2012年に独立行政法人労働政策研究・研修機構が行った、勤務医の就労実態と意識に関する調査の「医師として働くうえで疲労を感じるもの」の上位は、1位:当直業務、2位:長時間労働、3位:患者・家族の理不尽な要求、4位:病院内の診察外業務(委員会活動・会議等)、5位:レセプト以外の書類作成、でした。肥大化する事務作業が医師の過重労働を生み出す要因となっていることから、2008年度の診療報酬改定で医師事務作業補助体制加算が新設され、医師事務作業補助者(医療クラーク)という職種が誕生しました。届出病床数に対する医療クラークの雇用人数に応じて、100対1から15対1までスライディングスケール式に加算点数が高くなるので、病院にしてみれば多く雇用するほど診療報酬は増えますが、その分人件費もかさむので無尽蔵に増やす訳にもいきません。制度的に医療クラークの業務には様々な制限がありますが、これまでに多くの時間を費やしていた書類作成やオーダ入力を代行してくれるので、医師は内容を確認して承認するだけで済みます。医療クラークはいわゆる医療従事者ではないものの、いまや病院における医療チームの重要な一員であり、医師の労働時間適正化の観点からも必要不可欠な存在となっています。

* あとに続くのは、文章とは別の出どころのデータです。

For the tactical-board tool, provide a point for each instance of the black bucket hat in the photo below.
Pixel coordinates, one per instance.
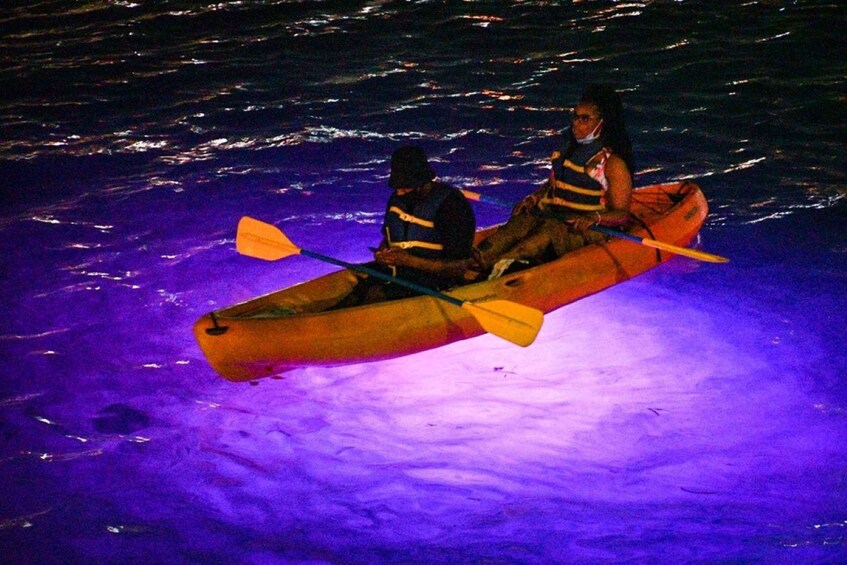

とはいえ、医療クラークをめぐってはさまざまな問題点もあります。公的な認定資格ではないので職種としてのアイデンティティを欠き、採用する人員の背景やスキルは実にさまざまです。また、医師のお抱えとなることで業務内容が特化してしまい、シフトなどの組織的な管理体制が作りづらい部署となっています。私自身も長年医療クラークの管理者を務めていましたが、配置を変えようとするたびに医師からはお叱りを、クラークからは涙の直談判を受け、むしろこちらが泣きそうでした。
新潟市医師会では勤務医委員会の佐藤雄一郎委員長、窪田智之副委員長を中心に、勤務医への側方支援を目的とした医療クラークの教育研修活動を行っています。年3回開催している新潟市医療クラーク勉強会は、一般的な医療知識の習得も含めた内容としており、病院勤務の医療クラークだけではなく、診療所スタッフの皆様からも多数のご参加を頂いています。2024年の医師の働き方改革に向けた勤務医のタスクシフト推進強化という観点からも、病院には医療クラークの積極的な雇用をお願いしたいところです。5年前に現状調査として市内病院にアンケートをさせて頂いたところでは、医療クラークを雇用している病院は回答のあった40施設中21施設(52%)でした。その後の進展状況を把握するため、今年度には再調査を予定しています。ぜひご協力をお願いいたします。